Under the auspices of the Summer Internships in Parallel Computational Science (SIParCS) program, students are working with CISL mentors on a range of technology development and mathematics projects while receiving training on supercomputers and parallel programming. EOL Summer Engineering Student Interns are developing new instrumentation, improving the existing suite of NSF/NCAR lower atmospheric observing facilities, gaining practical experience operating facilities in the field, and developing engineering solutions while working with experienced engineers and technicians.

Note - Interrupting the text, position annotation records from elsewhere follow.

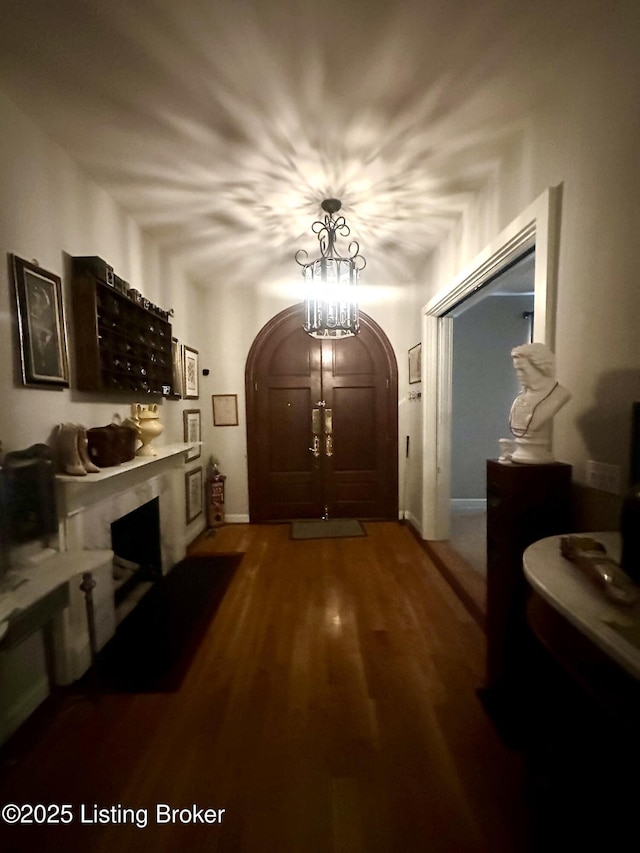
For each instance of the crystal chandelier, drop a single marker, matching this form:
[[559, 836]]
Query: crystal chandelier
[[331, 307]]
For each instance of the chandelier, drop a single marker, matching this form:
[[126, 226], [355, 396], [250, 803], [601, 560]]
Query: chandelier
[[331, 307]]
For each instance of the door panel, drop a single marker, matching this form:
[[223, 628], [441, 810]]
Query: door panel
[[321, 423]]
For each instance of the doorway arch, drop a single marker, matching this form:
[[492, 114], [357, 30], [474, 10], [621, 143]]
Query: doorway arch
[[322, 423], [536, 226]]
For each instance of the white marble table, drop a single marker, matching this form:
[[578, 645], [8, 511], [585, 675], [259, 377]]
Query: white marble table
[[34, 594], [613, 627]]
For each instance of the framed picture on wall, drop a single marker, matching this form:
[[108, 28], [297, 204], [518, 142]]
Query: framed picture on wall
[[193, 494], [176, 368], [415, 364], [192, 427], [190, 369], [225, 409], [42, 339]]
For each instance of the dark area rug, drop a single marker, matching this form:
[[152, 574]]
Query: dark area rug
[[154, 646], [332, 528]]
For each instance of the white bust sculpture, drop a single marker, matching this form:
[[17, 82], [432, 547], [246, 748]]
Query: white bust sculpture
[[533, 410]]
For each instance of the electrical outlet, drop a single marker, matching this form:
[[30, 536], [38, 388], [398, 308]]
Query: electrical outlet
[[604, 477]]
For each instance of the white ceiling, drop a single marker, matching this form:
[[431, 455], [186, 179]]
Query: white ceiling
[[220, 125]]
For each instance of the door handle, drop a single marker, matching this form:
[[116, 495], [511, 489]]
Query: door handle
[[316, 426]]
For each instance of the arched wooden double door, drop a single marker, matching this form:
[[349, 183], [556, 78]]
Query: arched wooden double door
[[322, 423]]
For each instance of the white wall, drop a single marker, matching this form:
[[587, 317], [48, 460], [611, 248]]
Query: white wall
[[234, 317], [50, 210], [483, 387], [583, 134]]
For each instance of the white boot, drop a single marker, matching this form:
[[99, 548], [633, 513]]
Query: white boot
[[83, 451]]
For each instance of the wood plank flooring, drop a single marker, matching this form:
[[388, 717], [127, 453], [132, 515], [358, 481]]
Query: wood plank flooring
[[331, 707]]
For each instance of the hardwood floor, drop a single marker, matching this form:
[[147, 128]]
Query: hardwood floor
[[330, 707]]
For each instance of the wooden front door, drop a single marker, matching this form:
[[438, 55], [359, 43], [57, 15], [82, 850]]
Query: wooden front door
[[322, 423]]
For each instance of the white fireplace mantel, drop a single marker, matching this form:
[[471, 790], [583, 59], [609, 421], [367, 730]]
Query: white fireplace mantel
[[75, 494]]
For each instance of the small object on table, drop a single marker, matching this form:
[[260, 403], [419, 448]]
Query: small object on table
[[591, 556]]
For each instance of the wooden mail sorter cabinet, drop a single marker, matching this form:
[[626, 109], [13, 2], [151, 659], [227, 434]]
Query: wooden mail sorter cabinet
[[120, 344], [524, 503]]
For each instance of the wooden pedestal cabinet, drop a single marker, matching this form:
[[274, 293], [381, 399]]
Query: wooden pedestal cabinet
[[524, 503], [120, 344]]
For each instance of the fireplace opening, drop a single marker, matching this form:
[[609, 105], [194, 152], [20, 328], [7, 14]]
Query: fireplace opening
[[137, 561]]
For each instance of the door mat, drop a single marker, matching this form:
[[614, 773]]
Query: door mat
[[154, 646], [332, 528]]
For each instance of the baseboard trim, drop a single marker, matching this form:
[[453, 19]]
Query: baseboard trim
[[469, 504]]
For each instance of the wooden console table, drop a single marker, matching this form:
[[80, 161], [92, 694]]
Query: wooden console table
[[594, 638]]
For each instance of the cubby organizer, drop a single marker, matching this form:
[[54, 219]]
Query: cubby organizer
[[120, 344]]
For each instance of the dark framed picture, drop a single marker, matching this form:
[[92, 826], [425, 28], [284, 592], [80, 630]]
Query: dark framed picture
[[193, 494], [176, 369], [225, 409], [190, 385], [415, 364], [41, 327], [192, 423]]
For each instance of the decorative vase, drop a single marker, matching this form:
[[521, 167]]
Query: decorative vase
[[630, 533], [149, 427]]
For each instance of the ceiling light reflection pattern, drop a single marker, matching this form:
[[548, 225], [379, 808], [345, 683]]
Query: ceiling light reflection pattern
[[221, 128]]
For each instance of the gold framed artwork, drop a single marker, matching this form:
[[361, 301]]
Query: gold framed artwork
[[225, 409], [415, 364], [176, 369], [193, 494], [192, 430], [41, 327], [190, 369]]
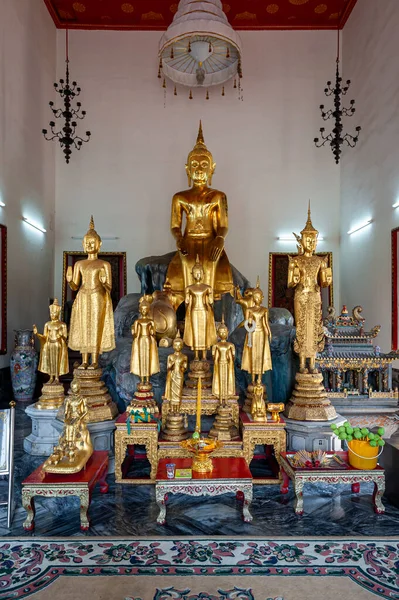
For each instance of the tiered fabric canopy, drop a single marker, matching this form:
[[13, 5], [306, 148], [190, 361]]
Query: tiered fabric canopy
[[200, 48]]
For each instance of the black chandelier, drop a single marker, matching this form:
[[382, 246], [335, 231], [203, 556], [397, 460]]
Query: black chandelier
[[336, 138], [67, 136]]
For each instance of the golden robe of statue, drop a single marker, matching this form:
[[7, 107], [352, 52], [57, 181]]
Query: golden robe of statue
[[53, 348], [144, 359], [256, 357], [92, 320], [176, 366], [223, 354], [199, 329], [304, 273], [74, 446], [206, 227]]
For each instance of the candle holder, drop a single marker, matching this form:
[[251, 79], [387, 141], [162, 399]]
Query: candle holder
[[201, 449]]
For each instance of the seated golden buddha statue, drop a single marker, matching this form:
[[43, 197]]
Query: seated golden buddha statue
[[206, 227]]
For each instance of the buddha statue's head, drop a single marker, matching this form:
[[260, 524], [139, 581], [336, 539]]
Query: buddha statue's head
[[307, 241], [198, 271], [223, 331], [75, 386], [200, 166], [178, 343], [91, 241], [55, 310], [257, 294]]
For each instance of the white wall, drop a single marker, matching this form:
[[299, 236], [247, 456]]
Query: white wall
[[370, 173], [27, 170], [266, 161]]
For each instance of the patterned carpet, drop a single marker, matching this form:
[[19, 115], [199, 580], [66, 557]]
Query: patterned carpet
[[203, 569]]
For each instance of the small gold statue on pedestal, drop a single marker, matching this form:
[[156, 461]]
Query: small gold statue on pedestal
[[92, 324], [223, 386], [258, 407], [175, 427], [206, 227], [199, 330], [74, 446], [144, 360], [53, 358], [309, 400], [256, 357]]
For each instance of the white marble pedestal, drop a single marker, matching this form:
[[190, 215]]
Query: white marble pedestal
[[313, 435], [102, 437], [44, 436]]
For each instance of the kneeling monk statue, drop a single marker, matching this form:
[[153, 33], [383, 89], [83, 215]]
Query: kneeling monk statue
[[205, 231]]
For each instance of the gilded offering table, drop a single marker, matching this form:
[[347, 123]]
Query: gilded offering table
[[265, 433], [350, 475], [229, 475], [143, 434], [50, 485]]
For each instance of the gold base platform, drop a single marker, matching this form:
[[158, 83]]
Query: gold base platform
[[99, 402], [53, 396], [309, 400]]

At ESSL/HAO, summer undergraduates benefit from expanded scientific and social opportunities enabled by the observatory’s partnership with the Research Experience for Undergraduates program at CU’s Laboratory for Atmospheric and Space Physics. These opportunities include a series of presentations and lunch discussions led by experts working at space physics institutes throughout the Boulder area.

This summer, ASP is hosting two colloquia. Graduate students who attended Exploring the Atmosphere: Observational Instruments and Techniques spent the better part of the first week of June learning about some of NSF’s lower atmospheric observational facilities. Thereafter, they designed and executed a two-day measurement campaign using aircraft, radars, surface stations, and related instruments. The final component of this colloquium was a series of student presentations based upon their campaign analyses. EOL scientists Wen-Chau Lee, Jorgen Jensen, and Steve Oncley partnered with Alfred Rodi (University of Wyoming) and Steven Rutledge (CSU) to develop the two-week colloquium program.

The 2009 ASP Summer Colloquium on Marine Ecosystems and Climate will be held in August in partnership with Jim Hurrell, Keith Lindsay, and Joanie Kleypas from ESSL/CGD, Dale Haidvogel (Rutgers University), Thomas Powell (University of California, Berkeley), and Michael Alexander (NOAA/ESRL). The ASP Graduate Visitor Program is also hosting 13 fellows this summer, working on a broad spectrum of topics in pursuit of thesis research.

These and many other visitor programs at NCAR are designed to provide community access to the high-performance computational and observational facilities needed to improve our understanding of atmospheric and Sun-Earth system processes, and to examine the role of humans in both creating climate change and responding to severe weather occurrences. They also provide opportunities for NCAR staff and visiting students and scientists to conduct collaborative research. The ASP Faculty Fellowship Program is yet another way we support NCAR visits. The program also provides support for NCAR scientific staff to visit U.S. universities. I encourage our scientists to check the ASP website and consider ­ planning university visits. You don’t even have to miss any of the summer buzz at NCAR to participate.